If you’re interested, the repo is on Github.
Saturday I debugged the sprinklers.
I thought I turned them on two weeks ago, and I heard someone’s sprinklers outside my window that next Monday morning at 5 a.m., but after a week of 100-degree days it was clear ours weren’t doing their job. I had skipped my usual routine of checking each line, unearthing the sunken heads, and replacing what had failed. So now I had to deal with it.
Somehow after living here for ten years I still found two new heads I had never seen before. Here is a map I’ve kept for years, maybe since our first summer:
It has every sprinkler head I’ve seen. Going by the rate I charge clients, that map is worth thousands of dollars.
In the bottom corner is the box where the water comes in from the street. There are more boxes where valves let water into each line.
One year I came across a buried water spigot in the middle of the grass. Then I lost it again.
But this was a valuable spigot. It was over by our raised beds, where there is no other convenient water. You have to drag a hose from across the yard to water there. In 2022 I borrowed a neighbor’s metal detector. I still couldn’t find it. Finally I tore up the grass with a shovel, probing what must have been a 20’ x 20’ area, until finally I heard a metal clink. I extended the pipe and topped it with a copper rabbit spigot I won as a kid at the Redlands Garden Show for a potted cactus garden. I’ve carried that rabbit with me for 35 years, waiting for a chance to use it.
That was two years ago. It’s on my map.
So why is our grass dying?
Naturally I run our sprinklers off a raspberry pi. I set it up years ago, back in 2016. The controller that came with the house was dying. Two-thirds of the time when I tried to water line 12 or 13, line 4 or 5 would turn on instead. (Yes, we have 13 sprinkler lines. It’s a big yard.) Almost always it was off by 8, or sometimes 4: pretty clearly some loose wires. Why spend fifty bucks to replace it when I could spend days building my own? Look, at least there is no Kubernetes or CI pipeline, okay?
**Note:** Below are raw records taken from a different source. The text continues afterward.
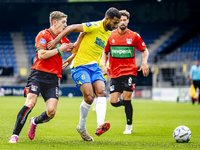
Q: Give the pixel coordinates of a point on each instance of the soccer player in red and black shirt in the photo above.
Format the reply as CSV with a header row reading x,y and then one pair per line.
x,y
122,65
45,74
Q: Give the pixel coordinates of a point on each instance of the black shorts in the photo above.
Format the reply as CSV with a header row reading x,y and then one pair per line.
x,y
44,83
123,83
196,84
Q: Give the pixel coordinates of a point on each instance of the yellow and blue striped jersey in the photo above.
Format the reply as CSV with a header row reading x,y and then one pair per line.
x,y
92,44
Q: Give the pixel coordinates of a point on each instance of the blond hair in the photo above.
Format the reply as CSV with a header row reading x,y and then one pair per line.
x,y
56,15
124,13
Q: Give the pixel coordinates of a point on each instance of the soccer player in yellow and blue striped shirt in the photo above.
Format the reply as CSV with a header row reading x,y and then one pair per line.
x,y
86,72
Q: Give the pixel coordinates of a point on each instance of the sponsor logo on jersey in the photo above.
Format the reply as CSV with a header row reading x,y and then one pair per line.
x,y
33,88
143,44
57,91
83,77
100,42
112,88
129,41
42,41
122,51
129,81
88,24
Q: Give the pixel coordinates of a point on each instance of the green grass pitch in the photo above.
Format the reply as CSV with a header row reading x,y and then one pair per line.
x,y
153,126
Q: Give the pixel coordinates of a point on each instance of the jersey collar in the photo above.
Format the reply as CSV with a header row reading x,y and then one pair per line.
x,y
52,32
122,33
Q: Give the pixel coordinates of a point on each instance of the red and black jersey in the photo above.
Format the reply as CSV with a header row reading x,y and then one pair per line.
x,y
53,64
122,53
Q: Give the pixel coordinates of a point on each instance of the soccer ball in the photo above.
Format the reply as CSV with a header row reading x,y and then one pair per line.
x,y
182,134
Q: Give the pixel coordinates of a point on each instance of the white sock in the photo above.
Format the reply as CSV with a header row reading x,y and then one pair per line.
x,y
101,110
84,109
95,100
15,135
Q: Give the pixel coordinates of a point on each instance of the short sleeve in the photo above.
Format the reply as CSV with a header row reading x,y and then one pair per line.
x,y
191,70
107,48
41,41
90,26
140,45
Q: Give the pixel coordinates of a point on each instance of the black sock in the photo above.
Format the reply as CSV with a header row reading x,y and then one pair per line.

There were raspi sprinkler products you could buy, and I think I saw an open source project, but that didn’t seem like fun. I wanted control and flexbility. I wanted power. I wanted Raspbian, Python, and cron.
Here is my script, called sprinkle
:
#!/usr/bin/env python
# sprinkle - Raspberry Pi sprinkler controller
import time
import RPi.GPIO as GPIO
import sys, signal
# Your sprinkler lines:
# Your sprinkler line 1 goes in array position 0,
# then sprinkler line 2 goes in array position 1,
# etc.
# Each value is the Raspi GPIO pin
# you will connect to that line.
# So if you say
# sprinkler_lines = [6, 19]
# then you should connect pin 6 to sprinker line 1,
# and pin 19 to sprinker line 2.
# sprinkler_lines = [21, 20, 16, 12, 25, 24, 23, 26, 19, 13, 6, 5, 22]
sprinkler_lines = [23, 24, 25, 16, 12, 20, 21, 22, 5, 6, 13, 19, 26]
def usage(err_code):
print("USAGE: sprinkle.py <sprinkler_line> <number_of_minutes>")
sys.exit(err_code)
def int_or_usage(str):
try:
return int(str)
except ValueError:
usage(1)
if len(sys.argv) != 3:
usage(1)
sprinkler_line = int_or_usage(sys.argv[1])
number_of_minutes = int_or_usage(sys.argv[2])
if sprinkler_line < 1 or sprinkler_line > len(sprinkler_lines):
print("I only know about sprinkler lines 1 to %d." % len(sprinkler_lines))
sys.exit(1)
if number_of_minutes < 1 or number_of_minutes > 30:
print("I don't want to run the sprinklers for %d minutes." % number_of_minutes)
sys.exit(1)
def exit_gracefully(signal, frame):
GPIO.cleanup()
sys.exit(0)
signal.signal(signal.SIGINT, exit_gracefully)
active_pin = sprinkler_lines[sprinkler_line - 1]
GPIO.setmode(GPIO.BCM)
for pin in sprinkler_lines:
GPIO.setup(pin, GPIO.OUT)
GPIO.output(pin, False)
GPIO.output(active_pin, True)
time.sleep(60 * number_of_minutes)
GPIO.output(active_pin, False)
exit_gracefully(None, None)
That is a lot of code but it turns on one GPIO pin, sleeps a while, then turns it off. Near the top you can see an array that maps sprinkler lines to GPIO pins. I kept the old sprinkler numbering, so it matches the notes the old owners left us. Array position n
means sprinker line n+1
.
Then I have a higher-level script I run each morning out of cron, which does the front on even days and the back on odd. It logs when it starts and finishes, which has helped me a lot:
#!/usr/bin/env python
# do-yard - Run sprinklers for the whole yard.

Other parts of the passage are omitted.